Performance-gain Investigation of Foveated Rendering Technique
Modern virtual reality (VR) high-resolution displays render more than 4 million pixels, and each pixel needs to be rasterized, lit, shaded, and colored. High-resolution displays, along with an increased visual quality of VR content, put a high burden on the graphics equipment; thus, increasingly powerful graphics processing units (GPUs) need to cope with the demand. Foveated rendering (FR) is a technique with the potential to reduce the required processing performance for graphics-intensive VR applications significantly. The technique adapts the render resolution dynamically and only renders high-quality content at the user's eye focus point. Previous research already investigated different FR techniques. However, they focused on the technical implementation and produced a variety of results so that it remains inconclusive whether or not the user gains benefits in all situations.

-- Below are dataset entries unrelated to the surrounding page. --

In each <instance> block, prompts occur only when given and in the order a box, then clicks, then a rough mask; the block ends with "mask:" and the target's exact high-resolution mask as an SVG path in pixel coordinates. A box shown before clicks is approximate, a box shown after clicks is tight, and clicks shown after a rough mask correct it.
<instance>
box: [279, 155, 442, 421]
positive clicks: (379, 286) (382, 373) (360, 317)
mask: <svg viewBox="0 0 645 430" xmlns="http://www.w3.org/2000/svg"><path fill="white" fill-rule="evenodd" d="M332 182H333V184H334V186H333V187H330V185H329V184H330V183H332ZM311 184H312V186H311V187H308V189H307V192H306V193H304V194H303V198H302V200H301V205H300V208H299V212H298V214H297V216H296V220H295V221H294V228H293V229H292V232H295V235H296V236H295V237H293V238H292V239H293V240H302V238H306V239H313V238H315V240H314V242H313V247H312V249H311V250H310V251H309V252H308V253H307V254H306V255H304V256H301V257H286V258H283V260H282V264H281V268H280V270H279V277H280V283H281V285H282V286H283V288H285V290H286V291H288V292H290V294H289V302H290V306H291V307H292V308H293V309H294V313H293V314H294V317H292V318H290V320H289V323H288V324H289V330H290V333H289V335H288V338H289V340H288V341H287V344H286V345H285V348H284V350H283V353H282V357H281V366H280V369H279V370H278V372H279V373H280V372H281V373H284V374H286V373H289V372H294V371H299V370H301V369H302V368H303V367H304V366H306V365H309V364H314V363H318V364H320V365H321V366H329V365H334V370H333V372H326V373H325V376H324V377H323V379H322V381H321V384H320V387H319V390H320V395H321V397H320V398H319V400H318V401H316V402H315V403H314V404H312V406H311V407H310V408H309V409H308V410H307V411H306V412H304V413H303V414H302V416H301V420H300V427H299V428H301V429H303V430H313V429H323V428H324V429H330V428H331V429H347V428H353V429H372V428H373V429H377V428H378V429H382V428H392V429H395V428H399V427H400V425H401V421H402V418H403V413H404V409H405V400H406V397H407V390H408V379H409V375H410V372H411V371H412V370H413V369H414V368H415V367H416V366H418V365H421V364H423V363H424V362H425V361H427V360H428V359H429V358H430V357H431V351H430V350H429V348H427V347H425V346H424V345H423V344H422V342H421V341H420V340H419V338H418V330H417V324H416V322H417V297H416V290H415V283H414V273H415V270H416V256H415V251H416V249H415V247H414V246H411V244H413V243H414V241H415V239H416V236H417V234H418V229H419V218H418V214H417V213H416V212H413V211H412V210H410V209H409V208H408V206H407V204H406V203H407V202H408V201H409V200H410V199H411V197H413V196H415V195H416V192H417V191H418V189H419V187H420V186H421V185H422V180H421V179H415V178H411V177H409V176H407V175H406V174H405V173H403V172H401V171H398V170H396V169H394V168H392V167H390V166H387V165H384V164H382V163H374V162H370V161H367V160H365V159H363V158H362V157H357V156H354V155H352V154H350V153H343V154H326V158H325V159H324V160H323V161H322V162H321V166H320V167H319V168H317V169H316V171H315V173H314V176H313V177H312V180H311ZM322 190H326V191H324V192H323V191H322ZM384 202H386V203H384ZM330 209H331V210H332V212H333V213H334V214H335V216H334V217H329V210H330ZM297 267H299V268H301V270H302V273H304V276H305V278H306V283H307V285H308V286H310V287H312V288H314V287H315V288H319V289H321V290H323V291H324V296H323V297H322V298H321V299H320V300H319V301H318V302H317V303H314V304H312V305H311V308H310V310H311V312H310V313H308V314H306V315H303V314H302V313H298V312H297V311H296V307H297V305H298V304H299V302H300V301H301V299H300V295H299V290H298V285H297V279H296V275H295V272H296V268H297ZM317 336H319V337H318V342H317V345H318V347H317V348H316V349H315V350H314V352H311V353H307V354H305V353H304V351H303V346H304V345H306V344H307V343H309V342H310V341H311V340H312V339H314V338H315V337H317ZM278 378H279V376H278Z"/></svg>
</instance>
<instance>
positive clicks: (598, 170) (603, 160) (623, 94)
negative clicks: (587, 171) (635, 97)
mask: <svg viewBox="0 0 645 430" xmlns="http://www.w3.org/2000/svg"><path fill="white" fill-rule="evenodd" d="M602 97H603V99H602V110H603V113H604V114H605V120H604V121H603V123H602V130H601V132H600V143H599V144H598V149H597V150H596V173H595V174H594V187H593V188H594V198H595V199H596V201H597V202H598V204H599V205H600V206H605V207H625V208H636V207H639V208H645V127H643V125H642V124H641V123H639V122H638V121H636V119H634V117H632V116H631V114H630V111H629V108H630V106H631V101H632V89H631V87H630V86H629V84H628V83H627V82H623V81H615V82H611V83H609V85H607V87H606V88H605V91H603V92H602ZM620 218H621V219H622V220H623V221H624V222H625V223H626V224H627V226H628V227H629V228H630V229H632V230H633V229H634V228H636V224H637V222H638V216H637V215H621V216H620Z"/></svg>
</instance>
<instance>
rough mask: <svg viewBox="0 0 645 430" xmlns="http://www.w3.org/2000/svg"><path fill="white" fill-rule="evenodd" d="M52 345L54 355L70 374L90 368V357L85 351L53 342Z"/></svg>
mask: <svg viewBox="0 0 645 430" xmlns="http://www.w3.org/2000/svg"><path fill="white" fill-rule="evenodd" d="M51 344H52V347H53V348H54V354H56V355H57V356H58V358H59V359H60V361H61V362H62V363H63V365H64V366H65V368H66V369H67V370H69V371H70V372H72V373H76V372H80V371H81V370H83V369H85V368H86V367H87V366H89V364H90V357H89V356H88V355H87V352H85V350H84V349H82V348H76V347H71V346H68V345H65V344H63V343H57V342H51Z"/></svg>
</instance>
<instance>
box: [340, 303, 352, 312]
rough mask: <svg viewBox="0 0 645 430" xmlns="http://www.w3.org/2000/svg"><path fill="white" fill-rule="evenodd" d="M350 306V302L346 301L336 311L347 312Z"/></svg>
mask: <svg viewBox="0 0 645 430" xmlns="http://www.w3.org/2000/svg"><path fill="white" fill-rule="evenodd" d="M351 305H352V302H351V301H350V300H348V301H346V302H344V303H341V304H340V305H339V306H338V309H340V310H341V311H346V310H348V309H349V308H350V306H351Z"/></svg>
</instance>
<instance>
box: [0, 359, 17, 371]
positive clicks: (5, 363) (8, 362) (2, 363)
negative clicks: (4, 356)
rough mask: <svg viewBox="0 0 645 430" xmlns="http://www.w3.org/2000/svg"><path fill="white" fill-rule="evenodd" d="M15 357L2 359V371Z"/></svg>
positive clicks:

This research aims to investigate the performance gain break-even for foveated rendering for different rendering algorithms. The research approach is experimental. Three different scenes with changing geometrical and algorithmic complexity were analyzed on six different GPU types using rotating FR settings. The performance of the FR renderer and a full-resolution renderer was profiled and compared to a theoretical model. The results indicate that the programmer gains the most from foveated rendering when the scene is complex (>160,000 vertices) with a high-resolution circular region around the gaze point covering 10% of the scene and employs multi-pass algorithms (e.g., shadows) with a minimum of 3 lights.